Dustin: No clue- when I tried to talk to her, just dissed me. Heard you took her home- she doing okay?
Me: She’s sleeping right now, but hasn’t told me anything
Dustin: You know her. She’ll be stubborn until it kills her
I put my phone back and lean back into the couch. The next thing I know, is when I open my eyes, it’s completely dark outside and there’s another movie playing on the tv. Brighton is still next to me but her arm is over my waist and my arm ended up cradling her back, hand on her hip. I take out my phone and its 9pm. I needed to get home.
When I pick up Brighton’s arm, she’s deadweight so she’ll be passed out for a bit. I pick her up and carry her to her bed and tuck her in, making sure she’s okay. I write her a note and leave it on her nightstand. When I leave and lock the door behind me, I feel way more calm than what I’ve been feeling all week.
I finally get home and head to my room. When I open my door, Clara is in my bed, going through her phone. “it’s about time you came home! I’m bored.”

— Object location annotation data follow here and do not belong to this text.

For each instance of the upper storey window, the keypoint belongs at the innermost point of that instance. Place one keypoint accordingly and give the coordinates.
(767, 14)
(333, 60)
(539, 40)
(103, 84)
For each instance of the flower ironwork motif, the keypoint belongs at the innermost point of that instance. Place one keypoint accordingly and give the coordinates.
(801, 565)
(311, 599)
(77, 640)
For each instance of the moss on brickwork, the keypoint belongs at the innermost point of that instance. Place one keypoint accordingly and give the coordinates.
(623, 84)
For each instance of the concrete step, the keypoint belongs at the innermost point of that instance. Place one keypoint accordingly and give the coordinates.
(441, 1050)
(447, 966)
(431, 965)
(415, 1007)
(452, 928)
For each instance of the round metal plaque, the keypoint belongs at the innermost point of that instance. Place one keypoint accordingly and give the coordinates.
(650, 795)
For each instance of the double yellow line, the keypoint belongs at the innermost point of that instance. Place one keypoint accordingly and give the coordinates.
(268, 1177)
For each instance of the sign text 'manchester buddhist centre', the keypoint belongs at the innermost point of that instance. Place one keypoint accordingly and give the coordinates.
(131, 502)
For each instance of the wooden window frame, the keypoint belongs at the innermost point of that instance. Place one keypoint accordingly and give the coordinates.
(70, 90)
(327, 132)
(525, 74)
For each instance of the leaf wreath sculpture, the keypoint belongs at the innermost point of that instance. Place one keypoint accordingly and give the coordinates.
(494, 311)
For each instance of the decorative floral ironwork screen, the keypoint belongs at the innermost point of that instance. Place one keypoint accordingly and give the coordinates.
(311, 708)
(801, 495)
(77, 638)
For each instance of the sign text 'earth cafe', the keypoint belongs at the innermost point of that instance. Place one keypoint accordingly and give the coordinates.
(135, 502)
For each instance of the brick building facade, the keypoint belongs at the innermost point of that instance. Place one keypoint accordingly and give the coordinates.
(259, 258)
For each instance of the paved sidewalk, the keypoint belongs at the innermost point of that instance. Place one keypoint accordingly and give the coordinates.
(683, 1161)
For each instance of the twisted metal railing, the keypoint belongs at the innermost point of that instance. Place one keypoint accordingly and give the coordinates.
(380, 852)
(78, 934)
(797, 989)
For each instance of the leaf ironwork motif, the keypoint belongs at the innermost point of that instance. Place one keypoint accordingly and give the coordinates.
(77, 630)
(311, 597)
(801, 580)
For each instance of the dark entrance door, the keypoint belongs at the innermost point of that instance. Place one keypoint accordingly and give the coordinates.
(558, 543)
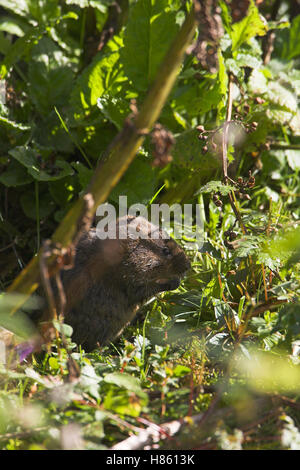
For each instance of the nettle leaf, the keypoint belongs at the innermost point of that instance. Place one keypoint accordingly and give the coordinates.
(248, 60)
(149, 33)
(101, 6)
(11, 125)
(248, 245)
(250, 26)
(293, 158)
(125, 381)
(215, 187)
(138, 183)
(50, 75)
(103, 75)
(28, 157)
(19, 49)
(115, 109)
(226, 17)
(18, 7)
(15, 175)
(280, 95)
(84, 173)
(15, 26)
(28, 203)
(187, 153)
(258, 83)
(291, 47)
(195, 97)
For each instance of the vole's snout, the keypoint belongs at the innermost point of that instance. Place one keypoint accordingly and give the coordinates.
(182, 264)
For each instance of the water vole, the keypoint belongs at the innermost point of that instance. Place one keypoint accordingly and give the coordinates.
(111, 278)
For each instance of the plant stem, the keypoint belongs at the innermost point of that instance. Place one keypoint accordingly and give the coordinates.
(119, 155)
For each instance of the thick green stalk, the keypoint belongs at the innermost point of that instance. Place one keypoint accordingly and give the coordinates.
(120, 154)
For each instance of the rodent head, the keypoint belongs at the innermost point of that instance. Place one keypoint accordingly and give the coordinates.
(152, 262)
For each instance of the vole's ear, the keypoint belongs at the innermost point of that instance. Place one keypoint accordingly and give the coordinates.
(112, 251)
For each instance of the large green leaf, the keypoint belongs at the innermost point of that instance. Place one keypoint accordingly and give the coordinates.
(250, 26)
(149, 32)
(103, 75)
(291, 47)
(28, 157)
(50, 75)
(138, 183)
(15, 175)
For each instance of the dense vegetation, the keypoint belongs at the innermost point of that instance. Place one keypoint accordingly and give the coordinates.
(222, 350)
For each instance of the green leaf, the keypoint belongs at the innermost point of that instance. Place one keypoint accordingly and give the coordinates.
(18, 7)
(50, 75)
(197, 97)
(20, 48)
(115, 109)
(226, 17)
(148, 35)
(291, 47)
(84, 174)
(216, 186)
(293, 158)
(138, 183)
(15, 175)
(101, 6)
(19, 323)
(103, 75)
(28, 203)
(187, 153)
(125, 381)
(250, 26)
(8, 125)
(28, 157)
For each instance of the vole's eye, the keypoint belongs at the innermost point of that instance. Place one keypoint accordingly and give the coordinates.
(166, 251)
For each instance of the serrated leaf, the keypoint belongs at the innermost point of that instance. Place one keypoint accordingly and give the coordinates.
(84, 174)
(216, 186)
(197, 98)
(19, 48)
(15, 175)
(248, 60)
(18, 7)
(281, 96)
(115, 109)
(250, 26)
(293, 158)
(101, 6)
(126, 381)
(187, 153)
(50, 75)
(19, 323)
(28, 157)
(103, 75)
(150, 30)
(138, 183)
(257, 83)
(291, 47)
(7, 124)
(28, 203)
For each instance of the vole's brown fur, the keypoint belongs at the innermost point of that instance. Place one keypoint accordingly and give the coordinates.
(111, 278)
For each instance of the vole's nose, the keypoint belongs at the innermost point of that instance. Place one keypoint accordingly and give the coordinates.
(183, 264)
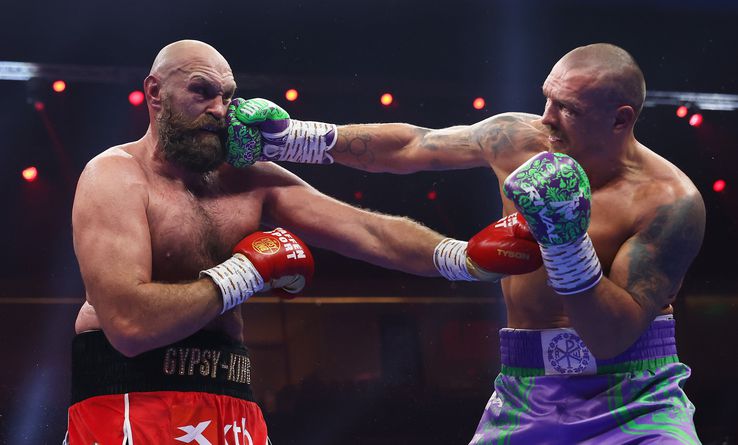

She starts to take her shirt off but my wolf gets agitated, as well as me. “Clara, get out. I’m not in the mood.”
She freezes her movements as she slides out of my bed. She reaches for my face but I just walk around her. “Why do you smell different?” I freeze in my tracks. It’s not unknown that we’ve been screwing each other, and she declared herself my unofficial girlfriend, but according to myself, we are not in a relationship. I don’t know where she gets off asking me such questions.
“I was out with a friend.”
“Brighton, right? I heard how you ushered her out of the school in a frenzy. She finally give it up for her alpha?” she says in a mocking tone.
“Clara, I would highly suggest shutting up if I were you.”
She rolls her eyes “Oh please, you’ll have me back in your bed before the weekend is out. I’m not jealous, I’m just stating the facts Harris.”
I smile dangerously at her and she takes a step back. “If you’re not jealous, then don’t ever ask me about smelling differently Clara. And this is my last warning to you about her. Leave Brighton the f**k alone.” She turns and slams my door, leaving me alone. I take a shower and get in the bed. Before I shut my eyes to sleep, I send the goddess a prayer to heal Brighton, hoping she gets over her sickness.